McSavaney’s paintings use representational markers showing details of rooflines, window frames, air vents, louvers, exhaust hoods, air conditioning units, ramps, pipes, fire escape stairways, parts of paved parking lots abutting buildings and even the odd electrical pole with sagging wires. The perspective is often tilted, as if being viewed from a car while lying down in the back seat. This effect is most likely the result of McSavaney’s method of using video stills from footage he shoots from a moving car.
“I work by driving around places that reverberate for me and shooting video out the car window. The video eliminates the details because they’re blurry images and then I don’t have to decide what details to include in my work. And I’m a detail-oriented guy. That’s my struggle – wanting to strike a balance between detail and impression – and balancing that dichotomy.”
The mixture of precise lines with hazy details and white space creates dream-like images. “I consciously tried to stay cryptic,” McSavaney says. “The images are triggers for my memories; they work in code for me. But they force a narrative on viewers who finish it off by adding narrative from their personal memories.”

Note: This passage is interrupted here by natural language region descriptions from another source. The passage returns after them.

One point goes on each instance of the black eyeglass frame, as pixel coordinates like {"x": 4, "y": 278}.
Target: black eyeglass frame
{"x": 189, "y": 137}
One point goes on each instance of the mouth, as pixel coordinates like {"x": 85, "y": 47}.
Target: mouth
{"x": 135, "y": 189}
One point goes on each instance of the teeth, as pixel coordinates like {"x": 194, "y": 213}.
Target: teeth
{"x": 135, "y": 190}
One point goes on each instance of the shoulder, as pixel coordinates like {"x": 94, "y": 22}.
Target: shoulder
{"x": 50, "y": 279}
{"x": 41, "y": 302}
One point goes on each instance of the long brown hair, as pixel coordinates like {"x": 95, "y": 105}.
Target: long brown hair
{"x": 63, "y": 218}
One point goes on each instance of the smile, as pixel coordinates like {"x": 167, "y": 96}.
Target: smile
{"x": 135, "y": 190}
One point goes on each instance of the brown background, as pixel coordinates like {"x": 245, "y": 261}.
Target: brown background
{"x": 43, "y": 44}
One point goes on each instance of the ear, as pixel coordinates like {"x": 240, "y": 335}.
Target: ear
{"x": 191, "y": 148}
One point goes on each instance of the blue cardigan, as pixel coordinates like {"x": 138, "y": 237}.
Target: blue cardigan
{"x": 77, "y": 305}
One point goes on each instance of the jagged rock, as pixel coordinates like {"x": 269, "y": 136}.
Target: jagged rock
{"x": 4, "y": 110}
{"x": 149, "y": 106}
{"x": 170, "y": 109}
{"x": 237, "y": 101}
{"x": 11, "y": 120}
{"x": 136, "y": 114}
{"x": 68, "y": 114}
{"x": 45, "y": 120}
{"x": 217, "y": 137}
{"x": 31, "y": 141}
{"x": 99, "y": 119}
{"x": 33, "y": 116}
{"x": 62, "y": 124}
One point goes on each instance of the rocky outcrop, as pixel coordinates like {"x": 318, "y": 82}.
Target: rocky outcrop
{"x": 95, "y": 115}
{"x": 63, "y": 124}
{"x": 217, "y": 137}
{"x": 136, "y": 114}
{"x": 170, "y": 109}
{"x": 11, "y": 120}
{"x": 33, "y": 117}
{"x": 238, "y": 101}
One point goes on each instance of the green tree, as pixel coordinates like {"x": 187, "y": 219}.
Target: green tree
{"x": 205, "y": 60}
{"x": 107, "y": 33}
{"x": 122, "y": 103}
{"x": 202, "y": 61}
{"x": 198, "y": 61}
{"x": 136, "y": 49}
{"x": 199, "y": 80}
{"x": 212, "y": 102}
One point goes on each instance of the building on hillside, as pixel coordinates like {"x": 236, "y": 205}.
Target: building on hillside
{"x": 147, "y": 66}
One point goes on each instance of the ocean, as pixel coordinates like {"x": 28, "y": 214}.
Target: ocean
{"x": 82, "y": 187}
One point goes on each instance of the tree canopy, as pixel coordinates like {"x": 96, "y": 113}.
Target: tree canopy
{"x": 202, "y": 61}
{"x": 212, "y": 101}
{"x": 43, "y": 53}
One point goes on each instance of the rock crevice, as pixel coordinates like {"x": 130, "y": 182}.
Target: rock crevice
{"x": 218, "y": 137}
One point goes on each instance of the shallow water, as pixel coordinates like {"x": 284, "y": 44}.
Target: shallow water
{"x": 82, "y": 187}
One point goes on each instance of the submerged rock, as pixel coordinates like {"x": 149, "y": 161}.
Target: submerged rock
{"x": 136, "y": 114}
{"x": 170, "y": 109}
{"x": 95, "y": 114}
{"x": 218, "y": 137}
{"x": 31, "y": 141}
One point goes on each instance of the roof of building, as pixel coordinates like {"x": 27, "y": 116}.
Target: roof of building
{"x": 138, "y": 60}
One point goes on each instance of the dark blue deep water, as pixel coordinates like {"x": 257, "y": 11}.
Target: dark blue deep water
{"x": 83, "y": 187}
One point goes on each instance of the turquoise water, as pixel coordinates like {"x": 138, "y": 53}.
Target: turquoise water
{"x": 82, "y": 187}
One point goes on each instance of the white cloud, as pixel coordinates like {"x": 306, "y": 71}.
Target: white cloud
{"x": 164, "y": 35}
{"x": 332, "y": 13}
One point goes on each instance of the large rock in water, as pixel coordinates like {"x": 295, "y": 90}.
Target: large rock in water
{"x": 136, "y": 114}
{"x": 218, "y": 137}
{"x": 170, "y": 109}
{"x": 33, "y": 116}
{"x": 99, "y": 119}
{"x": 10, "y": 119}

For example, to me the acrylic panel titled Device for the Protection of Memories could be an aging chicken coop visible from the highway that passes through agricultural land on the way from Vancouver to Hope. And the painting called Adventure Peopleputs me in mind of industrial cranes on Vancouver’s inner harbour waterfront.
If many of the artist’s images are representational enough to be recognizable, they’re also increasingly abstract compositions featuring volumes and planes of colour. The work is painterly, an evocative and disquieting combination of detailed lines and fuzzy indications.
The off-kilter perspectives and angles also serve a purpose for McSavaney. “I like to skew things and disrupt the normal,” he says. “It adds to the sense of being vulnerable.”